The five mytilin AMPs protect against bacterial and fungal infections, however, their antiviral roles are currently unknown [59]. Of the AMP class, mytilin-B is the most researched, due to its potent defensive roles against Gram-positive bacteria in Mytilus edulis [60]. It has been determined that mytilin-B contains an α-helix linked by four disulfide bridges to two β-sheets [61]. Though mytilin-B has not been tested for antiviral activity in molluscs, a 13 amino-acid-long fragment of one disulfide bridge and an acid loop structure has been tested against White Spot Syndrome Virus in the prawn, P. serratus [53]. The study found that the fragment, designed to mimic a common sequence found in defensins, offered minimal protection and animals died four days post challenge [53]. In comparison, whole mytilin-B provided an approximate 70% survival rate for 13 days post challenge, suggesting the mytilin-B possesses a separate structural attribute to other defensins that provides antimicrobial defence [53]. The structurally similar mytilin-A is also shown to inhibit herpes simplex virus-1 (HSV-1) replication during in vitro experiments, due to a dense cysteine-rich structure that competes for binding sites, and thus prevents viral attachment [60]. Therefore, it is possible mytilin-B and mytilin-A possess unknown antiviral roles in the Mytilus genus, the description of which may yield a broad spectrum of antimicrobial defence for all molluscs.

Mytimycins and mytimacins are the least studied Mytilus genus AMPs and display antibacterial and antifungal activity, though they have not been tested for antiviral activity [6,62]. Mytimycins and mytimacins are generally larger than other Mytilus genus AMPs and defensins, at approximately 80–100 aa [6,61]. They have been shown to possess ten C-domains, which is more than any other Mytilus AMP [63], and as C-domains are related to peptide function, it is likely that the structurally similar mytimycins and mytimacins possess currently undescribed antiviral activity, which should be the focus of future studies [6].
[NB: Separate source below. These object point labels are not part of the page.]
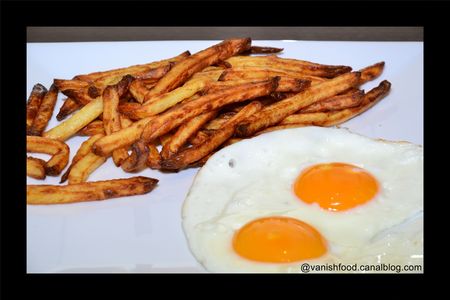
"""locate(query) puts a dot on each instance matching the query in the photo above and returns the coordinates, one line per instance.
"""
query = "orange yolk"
(336, 186)
(278, 240)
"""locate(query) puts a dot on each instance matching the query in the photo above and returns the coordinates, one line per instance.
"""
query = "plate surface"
(144, 233)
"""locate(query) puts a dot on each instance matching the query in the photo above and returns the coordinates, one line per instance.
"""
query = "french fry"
(248, 73)
(69, 106)
(184, 132)
(89, 191)
(119, 73)
(70, 84)
(153, 157)
(93, 128)
(275, 113)
(35, 168)
(81, 170)
(137, 160)
(34, 102)
(186, 157)
(301, 66)
(85, 148)
(58, 150)
(45, 111)
(165, 122)
(337, 117)
(119, 139)
(183, 70)
(338, 102)
(77, 121)
(163, 102)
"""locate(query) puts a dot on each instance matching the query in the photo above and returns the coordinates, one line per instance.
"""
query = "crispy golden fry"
(275, 113)
(89, 191)
(165, 122)
(246, 73)
(184, 132)
(338, 102)
(186, 157)
(337, 117)
(70, 84)
(77, 121)
(163, 102)
(137, 160)
(153, 157)
(69, 106)
(138, 89)
(81, 170)
(35, 168)
(219, 121)
(371, 72)
(301, 66)
(199, 138)
(286, 84)
(45, 112)
(34, 102)
(58, 150)
(262, 50)
(119, 73)
(183, 70)
(85, 148)
(119, 139)
(93, 128)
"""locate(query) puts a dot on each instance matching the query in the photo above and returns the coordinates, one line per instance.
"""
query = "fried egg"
(311, 194)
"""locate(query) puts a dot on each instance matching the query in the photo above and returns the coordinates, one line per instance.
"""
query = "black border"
(15, 17)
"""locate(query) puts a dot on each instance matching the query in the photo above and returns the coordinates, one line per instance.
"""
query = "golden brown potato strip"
(119, 139)
(286, 84)
(69, 106)
(45, 111)
(341, 116)
(219, 121)
(137, 160)
(93, 128)
(34, 102)
(89, 191)
(247, 73)
(154, 157)
(275, 113)
(183, 70)
(184, 132)
(131, 69)
(262, 50)
(85, 148)
(77, 121)
(81, 170)
(138, 89)
(35, 168)
(70, 84)
(186, 157)
(305, 67)
(338, 102)
(163, 102)
(165, 122)
(58, 150)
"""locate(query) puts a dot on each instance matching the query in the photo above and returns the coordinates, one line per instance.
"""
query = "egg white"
(253, 179)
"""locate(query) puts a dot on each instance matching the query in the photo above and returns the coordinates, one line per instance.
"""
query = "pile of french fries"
(175, 113)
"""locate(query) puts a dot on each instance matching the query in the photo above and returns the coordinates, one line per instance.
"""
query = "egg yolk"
(336, 186)
(278, 240)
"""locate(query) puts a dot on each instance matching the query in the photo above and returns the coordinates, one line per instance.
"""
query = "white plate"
(143, 233)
Hemocyanins (Hcs) constitute 50–90% of hemolymph and are copper-containing glycoproteins that transport oxygen, possess antimicrobial activity, and have C-domains that encode for peptides with AMP-like activity [64,65]. The antimicrobial activity of Hcs and equivalent glycoproteins, such as cavortin in C. gigas, include antiviral defence, as demonstrated by in vitro assays involving HSV-1 [66,67]. Purified abalone Hc (from Haliotis rubra), has been shown to bind to specific viral surface glycoproteins of HSV-1, inhibiting viral attachment and entry into Vero cells in vitro, however, it displayed no antiviral activity when added to the culture post HSV-1 infection [66].

The C-domain of Hcs encode for many Hc derived peptides (Hcdps), such as the highly conserved haliotisin, which is present in many of molluscs [68]. The C-domain of other proteins have been shown to encode for peptides with AMP-like activity, such as histone H2A in the abalone Haliotis discus discus, which encodes for the peptide abhisin [69]. Such domain-encoded peptides with AMP-like activity have only been tested for antibacterial and antifungal activity, with no investigations into antiviral properties. As these domain-encoded peptides are still relatively novel, investigations into their function remain very limited, and future research will hopefully include antiviral activity screens.

AMPs represent hopeful prospects for future mollusc innate-immunity studies, due to their highly conserved regions that aid in describing previously undiscovered peptides, as well as their role in antimicrobial defence. Moreover, AMP applications reach beyond mollusc innate immunity, and include the possibility of being repurposed to produce higher order species of antimicrobial compounds. Thus, investigations into mollusc AMPs are vital and should include a broader description of the functions and structures of currently undescribed peptides, and should also incorporate structural knowledge of AMPs to discover novel molecules.